林婉如搅拌燕窝羹的动作彻底僵住,小勺“叮当”一声掉落在青瓷盏里。
这惨叫……太清晰了!太凄惨了!充满了死亡的绝望!
“反了!简直是反了天了!”林婉如猛地回过神,精致的脸上瞬间布满寒霜,柳眉倒竖,厉声呵斥,试图用愤怒掩盖那突如其来的、莫名的心悸,“哪个不知死活的下贱坯子,敢在府里如此喧哗惊扰老爷!管家!管家呢?!还不快带人去……”

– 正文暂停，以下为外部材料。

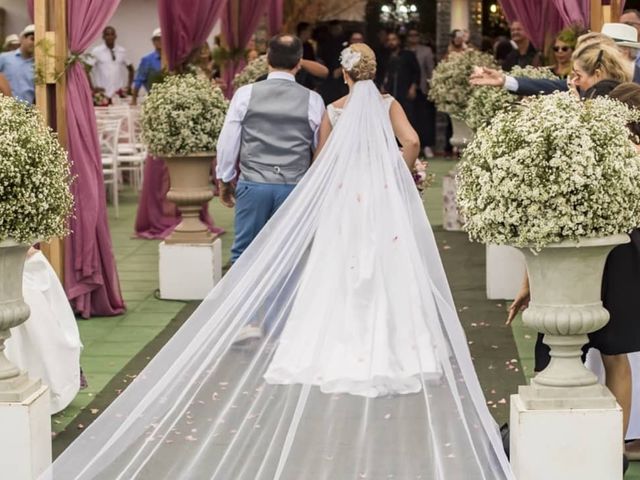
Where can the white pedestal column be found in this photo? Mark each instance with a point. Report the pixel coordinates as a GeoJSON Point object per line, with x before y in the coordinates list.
{"type": "Point", "coordinates": [452, 220]}
{"type": "Point", "coordinates": [25, 443]}
{"type": "Point", "coordinates": [565, 443]}
{"type": "Point", "coordinates": [505, 271]}
{"type": "Point", "coordinates": [189, 271]}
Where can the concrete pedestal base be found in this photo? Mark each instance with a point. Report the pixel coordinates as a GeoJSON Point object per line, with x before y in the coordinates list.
{"type": "Point", "coordinates": [563, 444]}
{"type": "Point", "coordinates": [25, 443]}
{"type": "Point", "coordinates": [189, 271]}
{"type": "Point", "coordinates": [505, 271]}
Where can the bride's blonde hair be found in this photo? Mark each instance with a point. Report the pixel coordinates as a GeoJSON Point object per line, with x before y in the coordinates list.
{"type": "Point", "coordinates": [365, 67]}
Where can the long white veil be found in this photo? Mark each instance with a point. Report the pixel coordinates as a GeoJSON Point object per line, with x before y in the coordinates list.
{"type": "Point", "coordinates": [202, 408]}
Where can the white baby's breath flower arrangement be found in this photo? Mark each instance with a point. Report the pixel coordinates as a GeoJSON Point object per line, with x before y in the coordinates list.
{"type": "Point", "coordinates": [35, 200]}
{"type": "Point", "coordinates": [554, 169]}
{"type": "Point", "coordinates": [450, 89]}
{"type": "Point", "coordinates": [183, 115]}
{"type": "Point", "coordinates": [252, 72]}
{"type": "Point", "coordinates": [486, 102]}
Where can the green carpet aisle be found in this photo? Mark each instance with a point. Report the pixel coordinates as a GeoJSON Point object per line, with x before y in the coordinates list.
{"type": "Point", "coordinates": [117, 348]}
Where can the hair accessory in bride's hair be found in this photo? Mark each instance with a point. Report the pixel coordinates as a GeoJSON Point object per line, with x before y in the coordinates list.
{"type": "Point", "coordinates": [349, 58]}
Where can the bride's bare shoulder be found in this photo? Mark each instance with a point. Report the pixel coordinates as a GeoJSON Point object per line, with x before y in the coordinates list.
{"type": "Point", "coordinates": [340, 103]}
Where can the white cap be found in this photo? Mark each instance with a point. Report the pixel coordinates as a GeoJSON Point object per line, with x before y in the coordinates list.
{"type": "Point", "coordinates": [28, 30]}
{"type": "Point", "coordinates": [624, 35]}
{"type": "Point", "coordinates": [13, 38]}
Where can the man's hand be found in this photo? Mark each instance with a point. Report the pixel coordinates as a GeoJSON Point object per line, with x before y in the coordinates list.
{"type": "Point", "coordinates": [520, 303]}
{"type": "Point", "coordinates": [227, 194]}
{"type": "Point", "coordinates": [487, 77]}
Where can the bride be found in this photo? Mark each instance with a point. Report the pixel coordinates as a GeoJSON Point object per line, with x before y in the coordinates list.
{"type": "Point", "coordinates": [361, 370]}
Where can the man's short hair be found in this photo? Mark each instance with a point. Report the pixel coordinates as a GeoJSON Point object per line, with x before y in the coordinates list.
{"type": "Point", "coordinates": [302, 26]}
{"type": "Point", "coordinates": [285, 52]}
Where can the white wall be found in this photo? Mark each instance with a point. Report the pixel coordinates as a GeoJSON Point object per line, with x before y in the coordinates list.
{"type": "Point", "coordinates": [134, 21]}
{"type": "Point", "coordinates": [17, 16]}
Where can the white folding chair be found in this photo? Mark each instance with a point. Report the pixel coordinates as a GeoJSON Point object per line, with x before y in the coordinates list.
{"type": "Point", "coordinates": [131, 152]}
{"type": "Point", "coordinates": [108, 134]}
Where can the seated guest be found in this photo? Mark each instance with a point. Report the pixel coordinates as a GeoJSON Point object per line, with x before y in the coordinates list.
{"type": "Point", "coordinates": [18, 67]}
{"type": "Point", "coordinates": [5, 88]}
{"type": "Point", "coordinates": [524, 54]}
{"type": "Point", "coordinates": [48, 344]}
{"type": "Point", "coordinates": [563, 48]}
{"type": "Point", "coordinates": [625, 38]}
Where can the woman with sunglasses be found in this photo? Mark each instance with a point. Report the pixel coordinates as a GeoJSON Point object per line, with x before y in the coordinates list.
{"type": "Point", "coordinates": [598, 68]}
{"type": "Point", "coordinates": [563, 48]}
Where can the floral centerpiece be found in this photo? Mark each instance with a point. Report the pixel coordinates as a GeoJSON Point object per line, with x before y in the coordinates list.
{"type": "Point", "coordinates": [35, 200]}
{"type": "Point", "coordinates": [183, 114]}
{"type": "Point", "coordinates": [181, 121]}
{"type": "Point", "coordinates": [35, 203]}
{"type": "Point", "coordinates": [559, 178]}
{"type": "Point", "coordinates": [421, 176]}
{"type": "Point", "coordinates": [556, 168]}
{"type": "Point", "coordinates": [450, 89]}
{"type": "Point", "coordinates": [485, 103]}
{"type": "Point", "coordinates": [252, 72]}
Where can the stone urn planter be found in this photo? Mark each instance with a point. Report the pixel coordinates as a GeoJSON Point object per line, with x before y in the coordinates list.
{"type": "Point", "coordinates": [15, 385]}
{"type": "Point", "coordinates": [190, 189]}
{"type": "Point", "coordinates": [565, 281]}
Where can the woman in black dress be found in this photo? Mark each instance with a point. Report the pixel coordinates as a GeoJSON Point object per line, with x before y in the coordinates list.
{"type": "Point", "coordinates": [597, 70]}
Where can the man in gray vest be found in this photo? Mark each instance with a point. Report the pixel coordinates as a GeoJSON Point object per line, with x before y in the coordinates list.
{"type": "Point", "coordinates": [272, 128]}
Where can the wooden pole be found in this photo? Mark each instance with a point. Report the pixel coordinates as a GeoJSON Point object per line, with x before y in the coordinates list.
{"type": "Point", "coordinates": [50, 17]}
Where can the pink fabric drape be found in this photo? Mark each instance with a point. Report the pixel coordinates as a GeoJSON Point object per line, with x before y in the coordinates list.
{"type": "Point", "coordinates": [539, 18]}
{"type": "Point", "coordinates": [91, 278]}
{"type": "Point", "coordinates": [185, 25]}
{"type": "Point", "coordinates": [276, 16]}
{"type": "Point", "coordinates": [239, 22]}
{"type": "Point", "coordinates": [157, 217]}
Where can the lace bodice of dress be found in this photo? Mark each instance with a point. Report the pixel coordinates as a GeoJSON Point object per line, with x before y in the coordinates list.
{"type": "Point", "coordinates": [335, 112]}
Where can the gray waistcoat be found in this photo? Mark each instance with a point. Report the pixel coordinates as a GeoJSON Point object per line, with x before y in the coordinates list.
{"type": "Point", "coordinates": [276, 135]}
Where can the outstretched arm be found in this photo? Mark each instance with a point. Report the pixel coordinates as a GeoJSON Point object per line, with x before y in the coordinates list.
{"type": "Point", "coordinates": [405, 134]}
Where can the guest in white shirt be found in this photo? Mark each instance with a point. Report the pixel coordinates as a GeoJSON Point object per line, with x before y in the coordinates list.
{"type": "Point", "coordinates": [111, 69]}
{"type": "Point", "coordinates": [272, 128]}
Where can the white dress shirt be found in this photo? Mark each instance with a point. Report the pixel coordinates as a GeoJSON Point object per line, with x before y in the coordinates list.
{"type": "Point", "coordinates": [109, 68]}
{"type": "Point", "coordinates": [230, 138]}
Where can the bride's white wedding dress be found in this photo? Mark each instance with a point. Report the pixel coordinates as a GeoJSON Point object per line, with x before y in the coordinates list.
{"type": "Point", "coordinates": [357, 322]}
{"type": "Point", "coordinates": [363, 371]}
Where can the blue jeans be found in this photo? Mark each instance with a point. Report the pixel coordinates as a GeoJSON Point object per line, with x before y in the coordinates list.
{"type": "Point", "coordinates": [255, 205]}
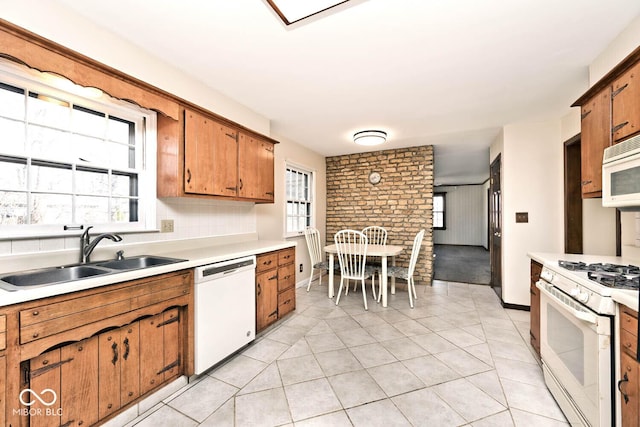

然而,她的呵斥声,被另一道更加诡异、更加冰冷、更加令人毛骨悚然的声音,硬生生地压了回去。
“呵呵……哈哈哈哈!!看看你……可真是个……跟狗一样呀!哈哈哈哈哈哈!!”
那是一种非人的、充满了无尽冰冷嘲弄与毁灭快意的狂笑!
尖锐、刺耳、癫狂!
如同夜枭在坟墓上厉啸,如同恶魔在血池中狂欢!
每一个音节都带着碾碎灵魂的寒意,穿透了层层叠叠的庭院,清晰地回荡在这座象征着白家最高权威的厅堂之中!
这笑声……隐隐约约……
林婉如的声音如同被掐断的琴弦,戛然而止!
她维持着厉声呵斥的姿态,脸上的寒霜和怒气如同碎裂的瓷器面具,寸寸剥落!
取而代之的是一种难以置信的、混杂着强烈不安和……一丝极其细微却无法遏制的恐惧的惨白!
这笑声……这疯狂的笑声……
有那么一瞬间的恍惚,她仿佛看到了很多年前,那个被她和一双儿女百般折辱、连她脚下地毯都不如的卑微身影。
那个野种……那个叫白社君的小杂种……
不!不可能!!
但那笑声中蕴含的某种冰冷入骨的恨意……那种非人的癫狂……还有那隐约传来的、让她心脏莫名抽搐的惨嚎……
林婉如猛地捂住了自己的心口,那里像是被一只冰冷的手狠狠攥了一把!
她精致的妆容再也无法掩盖那瞬间爬上脸庞的、如同见鬼般的惊骇欲绝!
她猛地转头,看向声音传来的方向——栖云轩的方向!瞳孔骤然缩紧,身体不受控制地剧烈颤抖起来,失声尖叫,声音尖锐得几乎破音:
“老爷!不对!!这……这声音……这惨叫声……怎么……怎么好像……”她的嘴唇哆嗦着,那个让她极度恐惧的名字,几乎是从喉咙里挤出来,带着无尽的惶恐与难以置信,
“……山儿?!”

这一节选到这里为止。